Consultants can opt out of NHS league tables, child obesity hospital admissions quadruple and oily fish no longer recommended for heart disease sufferers
A round up of the health headlines on Thursday 13 June.
The value of NHS league tables for surgeons has been cast into doubt as NHS England have conceded that consultants can legally opt out of handing over data that rates their individual performance.
The Data Protection Act protects surgeons from providing data such as how many people have died in their operating theatres, the Guardian reports.
About 4% of consultants across the country have opted out of providing performance data to the league tables due to be published by trusts this summer.
A spokeswoman for NHS England said: ‘Around 96% of consultants across 10 specialities who have responded have opted in to the publication of data about their performance, which patients should have the right to see.
‘We urge all consultants to think very carefully about the effect on their patients and their colleagues if they choose to opt out on the basis of legislation designed to protect personal data.’

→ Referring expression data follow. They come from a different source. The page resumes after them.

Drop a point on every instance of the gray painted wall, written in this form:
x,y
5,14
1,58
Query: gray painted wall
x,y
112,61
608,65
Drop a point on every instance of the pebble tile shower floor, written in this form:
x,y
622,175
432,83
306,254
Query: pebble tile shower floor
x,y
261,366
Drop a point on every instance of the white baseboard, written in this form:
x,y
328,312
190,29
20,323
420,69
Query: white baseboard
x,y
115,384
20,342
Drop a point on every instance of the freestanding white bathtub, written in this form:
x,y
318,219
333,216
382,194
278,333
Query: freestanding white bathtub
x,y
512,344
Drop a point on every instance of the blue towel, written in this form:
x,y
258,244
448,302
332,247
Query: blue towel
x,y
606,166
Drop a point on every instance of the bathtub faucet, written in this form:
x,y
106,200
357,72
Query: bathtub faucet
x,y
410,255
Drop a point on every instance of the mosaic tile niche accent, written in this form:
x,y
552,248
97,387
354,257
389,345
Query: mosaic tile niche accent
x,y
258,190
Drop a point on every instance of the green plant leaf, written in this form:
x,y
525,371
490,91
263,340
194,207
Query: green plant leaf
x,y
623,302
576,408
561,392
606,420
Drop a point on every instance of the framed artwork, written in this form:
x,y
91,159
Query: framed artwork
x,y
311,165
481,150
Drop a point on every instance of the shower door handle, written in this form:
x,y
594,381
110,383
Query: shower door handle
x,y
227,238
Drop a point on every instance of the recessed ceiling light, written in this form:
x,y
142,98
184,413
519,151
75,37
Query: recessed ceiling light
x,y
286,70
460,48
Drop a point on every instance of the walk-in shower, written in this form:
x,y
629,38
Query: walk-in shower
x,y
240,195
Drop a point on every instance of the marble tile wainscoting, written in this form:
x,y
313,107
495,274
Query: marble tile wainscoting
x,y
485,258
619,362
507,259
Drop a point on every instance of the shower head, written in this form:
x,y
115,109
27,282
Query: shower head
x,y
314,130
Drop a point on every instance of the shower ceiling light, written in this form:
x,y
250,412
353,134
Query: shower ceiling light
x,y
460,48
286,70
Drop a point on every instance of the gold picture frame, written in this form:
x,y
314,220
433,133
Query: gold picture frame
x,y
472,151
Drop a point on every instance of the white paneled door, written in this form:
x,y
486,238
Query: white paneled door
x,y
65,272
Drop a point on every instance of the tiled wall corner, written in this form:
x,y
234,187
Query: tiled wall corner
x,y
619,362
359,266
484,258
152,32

The BBC reports on a four-fold increase in the number of children and teenagers admitted to hospital for obesity-related conditions in the last decade, according to doctors.
Researchers at Imperial College London found that nearly 4,000 young people needed hospital treatment for problems complicated by being overweight in 2009, compared with just 872 in 2000.
Rates of surgery also went up, especially for teenage girls. The UK now has the highest rate of child obesity in Western Europe, they concluded.
Dr Saxena said the UK said the situation was serious: ‘We are seeing - through obesity - an increasing number of children with conditions that we previously diagnosed in adulthood… [and which] are now being diagnosed in childhood.’
‘What’s new about our paper is that we’re actually showing it’s not a ticking time-bomb - the time-bomb is exploding within the early life course, so in other words in the teenage years. That’s where it’s becoming manifest.’
Oily fish is off the menu for heart attack sufferers, according to the Telegraph. New NICE guidance no longer recommends two portions a day to prevent further heart attacks or strokes.
If the draft guidance comes into force they will no longer be told to eat two portions of oily fish such as mackerel, herring or sardines or to take omega-2 fatty acid capsules or food supplements to prevent further attacks.
However, the guidance does recommend sufferers to eat a Mediterranean diet- including more bread, fruit, vegetables and fish, less meat and to replace butter and cheese with products based on plant oils.